Yesterday my RSS client, RSSBandit, decided to stop working.
Luckly RSSBandit is a .NET application with source code, so I’ve decided to start debugging it.
It kept on failing when it tried to deserialize one of its configuration classes from Xml using the XmlSerializer class.

The XmlSerializer class generates a temporary assembly in its constructor according to the XmlMapping it receives, compiles it and loads it.
Sometimes there is a problem at compile time. The code is not actually compiled and you will get a FileNotFoundException exception just for calling “new XmlSerializer(typeof(MyClass))“.

While trying to resolve this issue I’ve stumbled upon two tools that can help you better understand the cause of the problem and at some scenarios might suggest a resolution.

The first tools is a command line too called XmlSerializerPreCompiler written by Chris Sells. You just specify the full path to the assembly and the type name to check and it will try to create an XmlSerializer passing the type to it and analyzing the error.

The second one is a GUI tool that was based on XmlSerializerPreCompiler called XmlPreCompiler written by Mathew Nolton.

Both tools comes with full source code.

While I didn’t have time to check their source code I did see one of the things they use to get more information about the temporary assembly that is being compiled on the fly when creating the XmlSerializer.
It seems that there is a configuration flag that you put in the app.config file (if you don’t have one, just create one that is named myprogram.exe.config, where myprogram is your executeable name).

Just add the following to your app.config file:

<configuration>

<system.diagnostics>

<switches>

<add value=”4″ name=”XmlSerialization.Compilation”>

</switches>

</system.diagnostics>

</configuration>
This option tells the XmlSerializer not to delete the temporary files created to generate the temp assembly. It will leave the .cs file it was trying to compile, a .cmdline file which has the command line parameters that are sent to the compiler and a .out file which has the full command line that was used to compile the .cs file.

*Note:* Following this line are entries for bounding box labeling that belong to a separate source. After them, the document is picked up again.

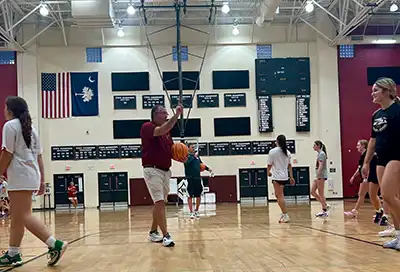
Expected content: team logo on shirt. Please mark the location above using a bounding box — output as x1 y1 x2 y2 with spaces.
372 117 387 132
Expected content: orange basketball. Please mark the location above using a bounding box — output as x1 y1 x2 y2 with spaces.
171 142 189 162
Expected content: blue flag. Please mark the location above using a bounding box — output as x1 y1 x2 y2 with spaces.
71 72 99 116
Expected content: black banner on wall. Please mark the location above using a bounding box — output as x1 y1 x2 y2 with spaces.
224 93 246 108
296 95 310 132
114 95 136 110
258 95 274 132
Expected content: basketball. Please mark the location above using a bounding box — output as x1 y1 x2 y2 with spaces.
172 142 189 162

All of these files are generated it your %USERPROFILE%\Local Settings\Temp folder (which is usually equivalent to %TEMP%) and by just adding the above flag in your app.config you can get the input that is used in the programs I’ve mentioned above and investigate on your own.

While all of these programs couldn’t help me in resolving what is wrong with RSSBandit (and for that matter, any thing that has the “new XmlSerializer(typeof(MyClass))” code in it that runs on my machine) I’d thought it would be nice to share this information with everyone.

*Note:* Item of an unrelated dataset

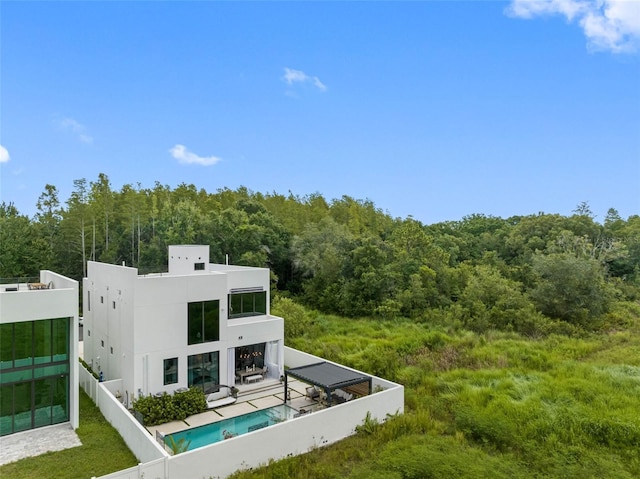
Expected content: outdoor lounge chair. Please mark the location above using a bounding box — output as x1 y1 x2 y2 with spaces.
206 386 237 409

Since I don’t have time to further analyze this and I need my daily RSS feed dose, I did the following things:

  1. Ran WinDbg and started RSSBandit through it.
  2. Set a breakpoint (we have discussed about setting a managed breakpoint before) on System.CodeDom.Compiler.CompilerResults.get_CompiledAssembly (this function is the one that tries to load the temp compiled assembly and will throw the exception I’m getting in RSSBandit since the temp assembly wasn’t compiled).
  3. When the breakpoint hit (and it does so a few times until RSSBandit finishes loading) I ran !dumpheap -type CompilerResults
  4. I dumped the CompilerResults object using !dumpobject
  5. I then took the address of the pathToAssembly member and used !dumpobject on it as well.
  6. I then took the path, went there, opened the file named [strange random chars].out (where [strange random chars] is a unique name for each such assembly), opened it, copied the command line and ran it to generate the assembly.
  7. Continued doing this until we never reach the breakpoint again.

What I did learn from this workaround is that the main problem is executing the compiler command to compile the assembly and that will be the point from which I will continue to troubleshoot this issue.

At least for now RSSBandit is working (though only through WinDbg 😉 ) and I can read my favorite RSS feeds.